To evaluate the performance of our detection system, we used cross-fold validation with 11 folds (Table 2). In this approach, each fold is tested in turn, with the remaining 10 folds used as training data. Folds #1 to #3 evaluate negative control data as well as subject-independent test data. Folds #4 to #11 evaluate test data which comes solely from Subject 5. Much of this subject's data is long-term data obtained during their 30-day trial period, reflecting the way that the CAVA system will be formally evaluated at the end of our ongoing investigation. Using this testing framework, we conducted four separate experiments: (i) The first experiment was designed to determine baseline performance. We compared the performance of our new 2D CNN to the 1D CNN architecture used in our previous work. (ii and iii) We sought to determine the contribution to system performance of the eye-movement and accelerometer data. This was achieved by undertaking two separate experiments, one using eye-movement alone and another using accelerometer data alone. (iv) The final experiment was to evaluate the performance of our 2D CNN approach, including the benefits offered by our ensemble approach to classification. The network architectures used in these different experiments were broadly the same (see Section 2.4.4), except for the experiments using fewer data sources, for which the kernel sizes had to be reduced to reflect the dimensionality of the data.

Table 2

The data used for each fold of the cross-fold validation experiments. The IDs refer to the files listed in Table 1.

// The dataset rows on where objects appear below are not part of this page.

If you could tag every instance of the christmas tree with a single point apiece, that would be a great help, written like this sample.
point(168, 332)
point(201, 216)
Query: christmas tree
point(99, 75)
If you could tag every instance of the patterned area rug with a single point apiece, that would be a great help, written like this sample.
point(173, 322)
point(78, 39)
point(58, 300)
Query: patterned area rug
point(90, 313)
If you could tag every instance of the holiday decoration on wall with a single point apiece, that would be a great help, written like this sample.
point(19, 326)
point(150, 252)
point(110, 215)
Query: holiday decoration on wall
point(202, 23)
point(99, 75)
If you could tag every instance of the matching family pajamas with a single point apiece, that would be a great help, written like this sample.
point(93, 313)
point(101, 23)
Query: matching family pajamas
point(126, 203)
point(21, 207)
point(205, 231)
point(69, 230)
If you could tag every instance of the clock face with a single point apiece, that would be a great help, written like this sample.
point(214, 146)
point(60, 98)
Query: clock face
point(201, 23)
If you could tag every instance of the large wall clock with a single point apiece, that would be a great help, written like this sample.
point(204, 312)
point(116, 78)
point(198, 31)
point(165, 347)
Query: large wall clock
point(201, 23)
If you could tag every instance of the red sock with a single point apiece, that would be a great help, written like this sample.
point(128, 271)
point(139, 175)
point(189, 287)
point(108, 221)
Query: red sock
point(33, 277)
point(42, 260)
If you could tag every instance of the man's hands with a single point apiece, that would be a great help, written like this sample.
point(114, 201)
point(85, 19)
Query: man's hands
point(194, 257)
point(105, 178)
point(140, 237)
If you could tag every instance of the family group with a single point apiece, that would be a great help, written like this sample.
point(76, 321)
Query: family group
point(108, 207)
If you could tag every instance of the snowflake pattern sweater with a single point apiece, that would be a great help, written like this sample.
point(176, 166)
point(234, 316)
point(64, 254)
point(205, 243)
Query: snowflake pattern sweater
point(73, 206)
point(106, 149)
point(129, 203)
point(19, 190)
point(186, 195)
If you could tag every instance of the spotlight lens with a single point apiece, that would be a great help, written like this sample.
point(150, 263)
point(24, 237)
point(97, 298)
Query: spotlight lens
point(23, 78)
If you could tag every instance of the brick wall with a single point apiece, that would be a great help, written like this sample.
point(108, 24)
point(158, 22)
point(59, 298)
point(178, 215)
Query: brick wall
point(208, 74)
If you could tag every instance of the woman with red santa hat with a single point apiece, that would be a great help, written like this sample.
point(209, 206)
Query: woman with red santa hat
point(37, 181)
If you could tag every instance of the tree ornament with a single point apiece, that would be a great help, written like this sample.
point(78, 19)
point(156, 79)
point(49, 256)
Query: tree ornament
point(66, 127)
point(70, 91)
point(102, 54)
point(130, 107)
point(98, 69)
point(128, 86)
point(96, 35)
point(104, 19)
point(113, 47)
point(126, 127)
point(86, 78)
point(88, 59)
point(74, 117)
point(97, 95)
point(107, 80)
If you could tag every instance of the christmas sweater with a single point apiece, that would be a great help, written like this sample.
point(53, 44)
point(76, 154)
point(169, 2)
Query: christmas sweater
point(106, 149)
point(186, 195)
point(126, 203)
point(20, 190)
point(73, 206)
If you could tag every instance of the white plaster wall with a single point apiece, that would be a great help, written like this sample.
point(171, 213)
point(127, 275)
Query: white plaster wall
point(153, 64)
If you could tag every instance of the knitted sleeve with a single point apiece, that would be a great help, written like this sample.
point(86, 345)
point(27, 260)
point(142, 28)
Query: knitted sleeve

Fold #	Training file IDs	Testing file IDs	Testing subj. IDs
1	3, 4, 6, 7, 8, 9, 10, 11, 12, 13	1, 2, 5	1, 2, 3, 5
2	4, 5, 6, 7, 8, 9, 10, 11, 12, 13	3	3
3	3, 5, 6, 7, 8, 9, 10, 11, 12, 13	4	4
4	3, 4, 5, 7, 8, 9, 10, 11, 12, 13	6	5
5	3, 4, 5, 6, 8, 9, 10, 11, 12, 13	7	5
6	3, 4, 5, 6, 7, 9, 10, 11, 12, 13	8	5
7	3, 4, 5, 6, 7, 8, 10, 11, 12, 13	9	5
8	3, 4, 5, 6, 7, 8, 9, 11, 12, 13	10	5
9	3, 4, 5, 6, 7, 8, 9, 10, 12, 13	11	5
10	3, 4, 5, 6, 7, 8, 9, 10, 11, 13	12	5
11	3, 4, 5, 6, 7, 8, 9, 10, 11, 12	13	5

The data used for each fold of the cross-fold validation experiments. The IDs refer to the files listed in Table 1.

The detection system

The system used in these experiments is a development of our previous work [10]. Fig. 3 shows the arrangement of this system and the following sub-sections describe the function of the modules within it.

Fig. 3

Block diagram of nystagmus detection system. Input recognition features are combined into either a 2D matrix or multi-channel 1D vector.

Pre-processing

Electrooculography recordings of eye-movement data commonly display signal drift, whereby the baseline of the signal moves through time. To remove this drift from our horizontal and vertical eye-movement data, we applied a second order Butterworth high-pass filter, with a cut-off frequency of 0.25 Hz. The accelerometer data was not filtered. As the CAVA device captures eye-movement and accelerometer data at different sampling rates, we linearly interpolated the accelerometer data to match the eye-movement data, allowing the vectors to be stacked into a matrix (Section 2.4.3).

Windowing

A sliding window with a duration of 400 samples and a 75% overlap was used to convert the individual samples into separate frames of data, each representing 9.6 s of data. For training, the ground-truth label for each frame was determined by the majority label of the samples within it. During testing, a frame was considered as a positive example of ‘nystagmus’ if any of its constituent samples contained nystagmus. The reason for this difference was to ensure that only unambiguous examples of nystagmus were used for training the networks, whilst all examples of nystagmus were considered at testing. We opted for a window duration of 400 samples, based upon the findings from our previous work [10].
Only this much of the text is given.